Remember Diana? by Srdja Trifkovic • September 8, 2007 • Printer-friendly
I was in London on a brief visit last weekend, which happened to be the tenth anniversary of the accidental death, at the age of 36, of Princess Diana, the divorced wife of the heir-apparent to the British throne. In marked contrast to the outpouring of collective grief back in 1997, the event’s anniversary passed almost unnoticed. The fact that current celebrities’ drug use and fleeting “relationships” attract infinitely more attention of hoi polloi than the memory of the “People’s Princess” proves what we’ve known all along: that “Diana” was a transient popular-culture phenomenon, only as enduring—and therefore as commercially lucrative—as the ongoing spectacle that the living person was capable of providing.
To start with, last weekend Britain did not “come together” to remember and pay tribute to the unfortunate young woman on the tenth anniversary of her untimely death. Those Britons who care about her, one way or another, remain as deeply divided between Diana loyalists and her detractors as they were a decade ago. As the Guardian noted, what should have been a somber occasion for “quiet national recollection” turned into an unseemly public display of personal rivalries with the usual suspects in the Diana “camp” continuing their tirade against anyone not seen to be a fully-paid member of her fan club. The “Dianistas” claimed that the program of remembrances was organized not according to what the Princess would have wanted, but according to what her ex-husband wants. Of course the heir’s current wife, Camilla, eventually decided not to attend the memorial service in the Guards Chapel, even though both her sons, Princes William and Harry, were supposedly in favor of her attending—the latter presumably indifferent to the event’s religious significance in view of his apparent open atheism.

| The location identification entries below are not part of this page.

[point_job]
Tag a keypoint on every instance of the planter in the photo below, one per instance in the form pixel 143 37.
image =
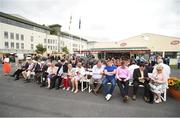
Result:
pixel 175 93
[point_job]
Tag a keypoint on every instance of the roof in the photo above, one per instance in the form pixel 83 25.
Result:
pixel 25 21
pixel 74 36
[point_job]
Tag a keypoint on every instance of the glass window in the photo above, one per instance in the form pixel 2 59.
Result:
pixel 22 37
pixel 32 38
pixel 17 45
pixel 171 54
pixel 12 45
pixel 32 46
pixel 6 44
pixel 22 45
pixel 45 40
pixel 12 35
pixel 6 35
pixel 17 36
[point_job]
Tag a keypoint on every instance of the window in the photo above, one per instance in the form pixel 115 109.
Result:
pixel 6 35
pixel 22 45
pixel 32 46
pixel 17 36
pixel 6 45
pixel 32 38
pixel 12 45
pixel 45 40
pixel 17 45
pixel 12 35
pixel 171 54
pixel 22 37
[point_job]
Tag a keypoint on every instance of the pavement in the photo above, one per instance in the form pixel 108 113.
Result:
pixel 19 99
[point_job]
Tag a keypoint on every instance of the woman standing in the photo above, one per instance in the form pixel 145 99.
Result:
pixel 6 66
pixel 158 83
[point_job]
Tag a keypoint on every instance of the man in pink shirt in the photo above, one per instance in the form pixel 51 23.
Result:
pixel 123 75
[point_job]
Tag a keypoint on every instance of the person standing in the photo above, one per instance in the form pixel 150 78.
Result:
pixel 6 66
pixel 123 76
pixel 97 75
pixel 109 71
pixel 140 76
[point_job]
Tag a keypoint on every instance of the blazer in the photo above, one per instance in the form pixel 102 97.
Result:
pixel 37 68
pixel 65 68
pixel 137 74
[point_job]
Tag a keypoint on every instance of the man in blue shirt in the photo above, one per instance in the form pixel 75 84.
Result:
pixel 109 71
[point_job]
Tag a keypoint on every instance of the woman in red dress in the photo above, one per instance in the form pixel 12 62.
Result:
pixel 6 66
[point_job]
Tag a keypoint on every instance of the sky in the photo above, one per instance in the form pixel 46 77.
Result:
pixel 102 20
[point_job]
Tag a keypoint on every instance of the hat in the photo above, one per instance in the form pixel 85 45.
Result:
pixel 159 67
pixel 42 62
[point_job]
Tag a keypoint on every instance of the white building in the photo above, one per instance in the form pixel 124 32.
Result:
pixel 19 35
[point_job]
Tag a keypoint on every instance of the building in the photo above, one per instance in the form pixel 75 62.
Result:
pixel 19 35
pixel 143 44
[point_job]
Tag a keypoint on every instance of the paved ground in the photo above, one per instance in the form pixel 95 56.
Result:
pixel 20 99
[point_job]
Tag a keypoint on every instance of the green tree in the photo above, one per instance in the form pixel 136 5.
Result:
pixel 65 50
pixel 40 49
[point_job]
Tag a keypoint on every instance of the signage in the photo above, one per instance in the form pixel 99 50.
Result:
pixel 123 44
pixel 175 42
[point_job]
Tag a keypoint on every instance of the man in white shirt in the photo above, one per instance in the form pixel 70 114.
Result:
pixel 97 75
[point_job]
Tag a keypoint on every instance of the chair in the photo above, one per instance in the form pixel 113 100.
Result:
pixel 86 80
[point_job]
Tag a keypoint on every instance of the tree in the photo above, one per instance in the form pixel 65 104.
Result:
pixel 40 49
pixel 65 50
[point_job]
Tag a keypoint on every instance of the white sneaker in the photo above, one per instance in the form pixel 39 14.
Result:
pixel 108 97
pixel 68 89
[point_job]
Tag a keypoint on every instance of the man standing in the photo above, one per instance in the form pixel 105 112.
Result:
pixel 140 76
pixel 109 71
pixel 97 75
pixel 57 79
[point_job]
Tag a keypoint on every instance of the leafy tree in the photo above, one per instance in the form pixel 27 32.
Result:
pixel 65 50
pixel 40 49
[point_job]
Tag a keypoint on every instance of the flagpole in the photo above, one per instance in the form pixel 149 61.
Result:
pixel 80 34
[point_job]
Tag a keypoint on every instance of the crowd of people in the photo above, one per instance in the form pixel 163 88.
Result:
pixel 106 73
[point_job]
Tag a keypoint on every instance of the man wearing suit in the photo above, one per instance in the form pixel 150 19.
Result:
pixel 57 79
pixel 140 76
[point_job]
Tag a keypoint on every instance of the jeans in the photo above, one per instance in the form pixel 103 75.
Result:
pixel 123 87
pixel 108 90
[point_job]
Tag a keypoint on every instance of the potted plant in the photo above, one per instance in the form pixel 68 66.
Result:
pixel 174 87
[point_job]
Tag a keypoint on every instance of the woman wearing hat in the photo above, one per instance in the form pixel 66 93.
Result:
pixel 158 83
pixel 6 66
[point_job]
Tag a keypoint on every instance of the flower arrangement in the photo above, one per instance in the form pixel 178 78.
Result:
pixel 174 82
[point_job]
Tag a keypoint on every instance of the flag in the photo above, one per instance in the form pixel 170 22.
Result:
pixel 70 21
pixel 80 23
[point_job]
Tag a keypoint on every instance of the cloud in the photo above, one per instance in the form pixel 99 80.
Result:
pixel 102 19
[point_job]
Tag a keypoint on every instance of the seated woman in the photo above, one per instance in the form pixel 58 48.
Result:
pixel 68 77
pixel 158 83
pixel 52 70
pixel 79 73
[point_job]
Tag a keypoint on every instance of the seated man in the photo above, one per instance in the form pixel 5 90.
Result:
pixel 97 75
pixel 140 76
pixel 20 69
pixel 109 71
pixel 57 79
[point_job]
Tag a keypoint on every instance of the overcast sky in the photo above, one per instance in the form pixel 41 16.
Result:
pixel 102 20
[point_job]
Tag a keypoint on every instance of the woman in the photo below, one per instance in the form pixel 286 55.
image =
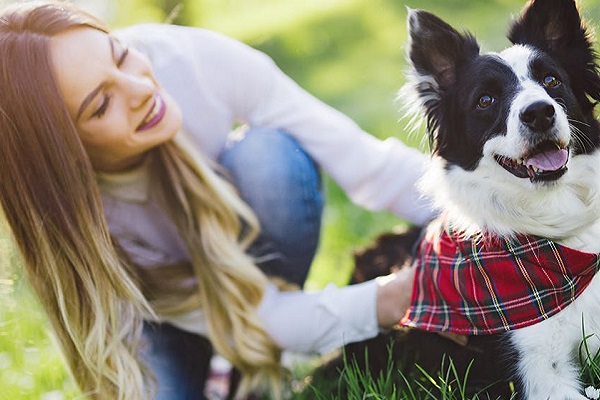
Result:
pixel 120 217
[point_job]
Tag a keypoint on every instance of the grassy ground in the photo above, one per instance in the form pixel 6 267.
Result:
pixel 348 53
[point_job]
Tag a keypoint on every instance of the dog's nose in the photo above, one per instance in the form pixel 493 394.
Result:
pixel 538 116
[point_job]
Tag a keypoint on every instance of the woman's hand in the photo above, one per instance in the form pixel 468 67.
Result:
pixel 393 296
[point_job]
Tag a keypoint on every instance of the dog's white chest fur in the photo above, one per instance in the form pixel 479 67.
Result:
pixel 515 147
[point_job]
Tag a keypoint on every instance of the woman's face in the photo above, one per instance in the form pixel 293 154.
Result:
pixel 117 105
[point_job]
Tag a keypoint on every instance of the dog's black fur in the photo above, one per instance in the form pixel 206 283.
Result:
pixel 445 63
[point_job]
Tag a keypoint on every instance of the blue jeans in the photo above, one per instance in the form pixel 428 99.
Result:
pixel 282 184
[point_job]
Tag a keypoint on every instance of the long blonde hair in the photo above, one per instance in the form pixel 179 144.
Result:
pixel 52 202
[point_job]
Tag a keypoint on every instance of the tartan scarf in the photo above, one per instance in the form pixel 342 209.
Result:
pixel 485 285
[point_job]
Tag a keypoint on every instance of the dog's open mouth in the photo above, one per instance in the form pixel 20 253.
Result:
pixel 546 162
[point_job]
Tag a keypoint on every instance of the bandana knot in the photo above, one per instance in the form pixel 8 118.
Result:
pixel 485 285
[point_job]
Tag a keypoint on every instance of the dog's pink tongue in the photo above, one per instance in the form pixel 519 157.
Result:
pixel 549 160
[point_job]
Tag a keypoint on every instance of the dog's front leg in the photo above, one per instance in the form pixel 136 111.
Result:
pixel 546 361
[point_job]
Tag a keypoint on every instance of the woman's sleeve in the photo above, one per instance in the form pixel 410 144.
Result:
pixel 376 174
pixel 318 322
pixel 246 86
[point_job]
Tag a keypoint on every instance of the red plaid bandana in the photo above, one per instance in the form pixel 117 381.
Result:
pixel 490 285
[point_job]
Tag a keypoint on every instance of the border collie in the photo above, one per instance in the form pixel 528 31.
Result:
pixel 515 164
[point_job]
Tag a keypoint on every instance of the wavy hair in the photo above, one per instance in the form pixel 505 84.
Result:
pixel 52 203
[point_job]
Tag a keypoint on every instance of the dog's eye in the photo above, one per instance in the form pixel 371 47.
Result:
pixel 485 101
pixel 550 81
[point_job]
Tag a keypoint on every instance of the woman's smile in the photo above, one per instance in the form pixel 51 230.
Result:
pixel 118 107
pixel 155 115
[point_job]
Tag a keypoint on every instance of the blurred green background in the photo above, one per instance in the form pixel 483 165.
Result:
pixel 349 53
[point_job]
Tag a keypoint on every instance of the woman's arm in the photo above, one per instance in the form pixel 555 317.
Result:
pixel 219 81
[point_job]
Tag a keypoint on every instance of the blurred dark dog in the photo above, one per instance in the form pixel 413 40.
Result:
pixel 510 266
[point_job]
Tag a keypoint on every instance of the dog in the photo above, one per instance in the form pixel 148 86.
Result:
pixel 515 163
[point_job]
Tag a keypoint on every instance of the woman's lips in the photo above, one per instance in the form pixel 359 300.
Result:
pixel 155 115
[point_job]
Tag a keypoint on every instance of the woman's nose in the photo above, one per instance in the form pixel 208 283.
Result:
pixel 138 89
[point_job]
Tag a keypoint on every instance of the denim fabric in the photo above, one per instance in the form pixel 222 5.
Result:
pixel 282 185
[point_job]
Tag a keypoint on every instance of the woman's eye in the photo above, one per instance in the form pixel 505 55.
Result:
pixel 123 56
pixel 550 81
pixel 485 101
pixel 103 107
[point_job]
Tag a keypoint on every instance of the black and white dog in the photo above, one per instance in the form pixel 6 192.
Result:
pixel 515 151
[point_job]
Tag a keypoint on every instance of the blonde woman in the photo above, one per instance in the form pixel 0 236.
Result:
pixel 111 148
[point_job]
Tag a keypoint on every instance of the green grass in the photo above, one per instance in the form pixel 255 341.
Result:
pixel 350 54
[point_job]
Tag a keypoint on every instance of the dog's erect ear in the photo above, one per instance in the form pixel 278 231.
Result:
pixel 552 25
pixel 556 27
pixel 436 49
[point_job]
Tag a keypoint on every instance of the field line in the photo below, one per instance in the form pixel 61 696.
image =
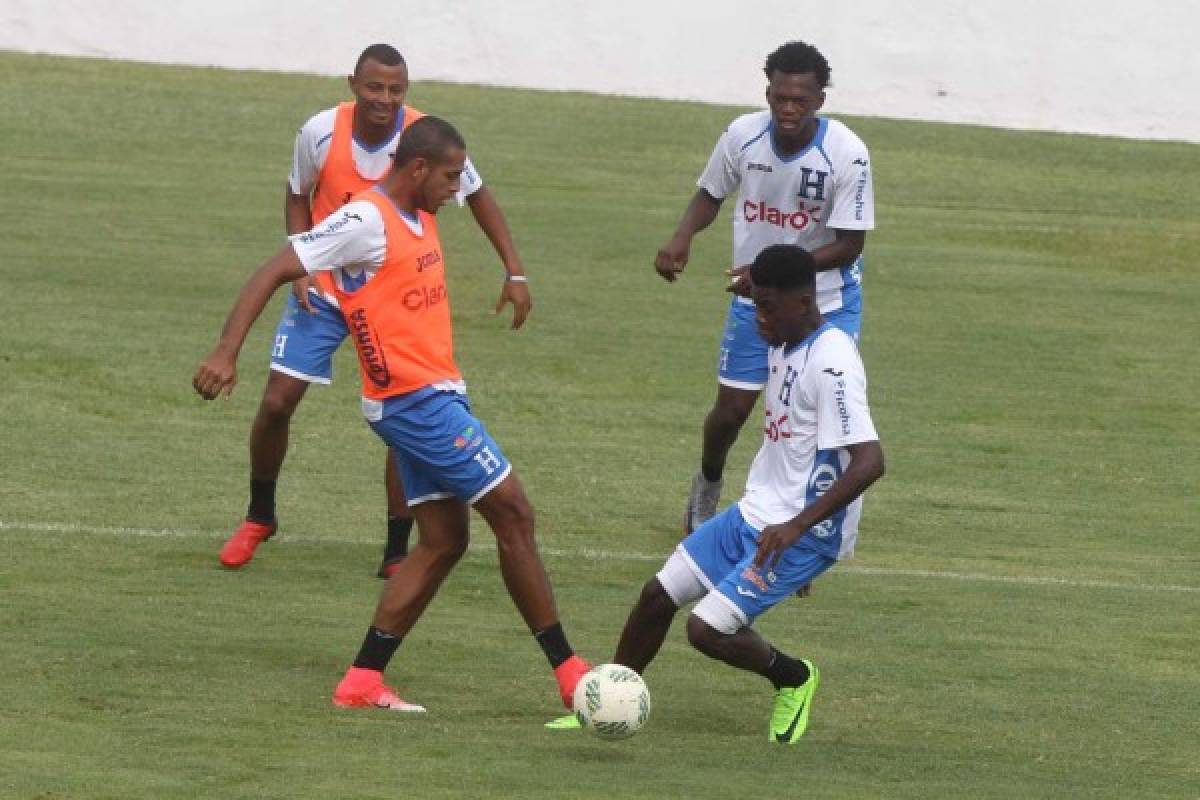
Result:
pixel 615 555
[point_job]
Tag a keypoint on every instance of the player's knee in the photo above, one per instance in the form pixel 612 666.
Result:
pixel 513 518
pixel 705 638
pixel 279 404
pixel 730 413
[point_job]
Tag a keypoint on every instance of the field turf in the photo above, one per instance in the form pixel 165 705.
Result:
pixel 1023 619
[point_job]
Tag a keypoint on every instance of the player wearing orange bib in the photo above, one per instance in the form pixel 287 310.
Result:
pixel 387 271
pixel 340 152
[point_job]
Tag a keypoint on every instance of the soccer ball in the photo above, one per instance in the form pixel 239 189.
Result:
pixel 612 702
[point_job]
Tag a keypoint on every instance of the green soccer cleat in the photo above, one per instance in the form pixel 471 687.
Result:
pixel 569 722
pixel 792 707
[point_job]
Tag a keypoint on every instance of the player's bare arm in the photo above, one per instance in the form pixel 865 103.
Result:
pixel 700 214
pixel 297 220
pixel 865 467
pixel 219 372
pixel 491 221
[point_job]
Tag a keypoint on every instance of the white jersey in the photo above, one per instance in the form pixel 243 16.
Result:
pixel 798 199
pixel 312 148
pixel 815 405
pixel 352 244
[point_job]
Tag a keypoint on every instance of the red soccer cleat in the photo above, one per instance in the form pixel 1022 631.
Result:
pixel 365 689
pixel 240 547
pixel 569 674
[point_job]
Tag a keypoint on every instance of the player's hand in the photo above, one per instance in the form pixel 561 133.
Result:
pixel 300 289
pixel 773 542
pixel 516 293
pixel 672 258
pixel 216 374
pixel 739 281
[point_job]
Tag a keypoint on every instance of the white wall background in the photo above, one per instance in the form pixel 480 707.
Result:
pixel 1095 66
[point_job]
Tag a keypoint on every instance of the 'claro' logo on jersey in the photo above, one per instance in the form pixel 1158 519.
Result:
pixel 424 298
pixel 371 354
pixel 798 220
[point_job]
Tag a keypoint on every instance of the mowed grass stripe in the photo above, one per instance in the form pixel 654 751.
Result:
pixel 601 554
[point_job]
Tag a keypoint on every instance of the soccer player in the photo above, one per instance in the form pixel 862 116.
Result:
pixel 383 254
pixel 803 180
pixel 340 152
pixel 801 509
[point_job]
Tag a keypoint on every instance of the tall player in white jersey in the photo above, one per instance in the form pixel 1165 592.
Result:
pixel 802 180
pixel 801 509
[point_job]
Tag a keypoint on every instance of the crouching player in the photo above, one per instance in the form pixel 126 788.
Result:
pixel 389 280
pixel 801 509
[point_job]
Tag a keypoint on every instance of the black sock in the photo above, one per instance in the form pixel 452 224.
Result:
pixel 262 501
pixel 785 671
pixel 553 644
pixel 399 529
pixel 377 649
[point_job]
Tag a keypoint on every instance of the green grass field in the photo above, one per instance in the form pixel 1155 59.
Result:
pixel 1023 619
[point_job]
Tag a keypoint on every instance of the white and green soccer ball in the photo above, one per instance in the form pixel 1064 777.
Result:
pixel 612 702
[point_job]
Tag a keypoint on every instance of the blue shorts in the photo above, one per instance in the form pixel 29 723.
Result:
pixel 724 548
pixel 743 359
pixel 305 342
pixel 441 449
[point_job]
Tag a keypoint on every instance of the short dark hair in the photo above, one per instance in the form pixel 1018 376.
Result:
pixel 784 266
pixel 384 54
pixel 797 58
pixel 430 138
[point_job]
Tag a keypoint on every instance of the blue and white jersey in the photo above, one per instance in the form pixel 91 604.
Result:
pixel 815 407
pixel 798 199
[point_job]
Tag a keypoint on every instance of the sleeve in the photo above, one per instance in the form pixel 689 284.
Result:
pixel 352 238
pixel 721 176
pixel 305 161
pixel 853 191
pixel 471 182
pixel 843 414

As passions continued to rage, a poll in the Daily Telegraph showed that “respect” for the royal family had fallen to below 50 percent for the first time—a result, the newspaper claimed, of the family’s treatment of Diana. And 43 per cent of Britons still believed that her death was suspicious and not an accident.
The sudden and gruesome death of a woman in her prime, especially mother of adolescent children—William was 15 and Harry 13 at the time—is an inherently sad event. With Princess Diana it had the makings of a real tragedy, in view of her personal unhappiness. Back in 1981 a very young Diana Spencer was nudged into an ultra-visible marriage with an unloving, aloof and eccentric man, 14 years her senior. To make things worse, her husband was infatuated—and adulterously involved—with another woman throughout the marriage. That woman is now his wife.
Condemned to an unsettled private life of loneliness and emotional turmoil, Diana lacked the stamina of her sturdier predecessors who were mistreated by adulterous husbands (notably Alexandra, Princess of Wales, and later Queen of England), or that inner strength which is woven from a strong moral and spiritual fiber.
A decade after her untimely death it is not for us to judge Princess Diana’s private life. But by refraining from comment on her flaws and instances of sometimes very poor judgment one should not condone the decade of automatic sanctification of Diana by the frenzied media pack. Back in 1997, a mythical unity of the global village was conjured through ersatz grief for “the People’s Princess.” Diana’s hurried promotion to pseudo-sainthood was embarrassingly kitschy, and the presence of all the usual suspects on the bandwagon—from Nelson Mandela to Elton John to Michael Jackson—made the banality of the spectacle well-nigh terminal.
Even the blossoming jihadist community in Britain—a state within a state if there ever was one—claimed Diana as one of its own, presumably well primed in her temporal life for Allah’s sensual pastures:
Her loss is only this temporary world’s loss because it is definitely Heaven’s gain. While the world is grieving over her loss, those who know true Islam know that Princess Diana has made it to Heaven at the right time that was destined for her.
Diana’s AIDS related work and anti-land-mine crusade were commendable, of course, but those immune to the collective psychosis knew the truth: had she not been a princess, she would have been nothing; and she became a princess by doing what she must have bitterly regretted doing. Without that fateful “yes” at Westminster Abbey 26 years ago she would have remained a privileged, pampered, unknown nobody. But instead, in the words of a British contemporary, “like over-emotional teen-agers who mourn the break-up of their favorite pop group, we are encouraged to suspend disbelief and join in the false community that weeps and hugs itself in the worship of an icon victimhood.”
The false community of post-modern Britain has moved on, however—to a little girl in Algarve probably murdered by her own eminently middle-class parents, to an 11-year old boy with a Welsh name shot to death, ghetto-style, in Liverpool—with all the horrible teddy bears, plushy hearts, Hallmark cards, and other paraphernalia of a society way past its detox date.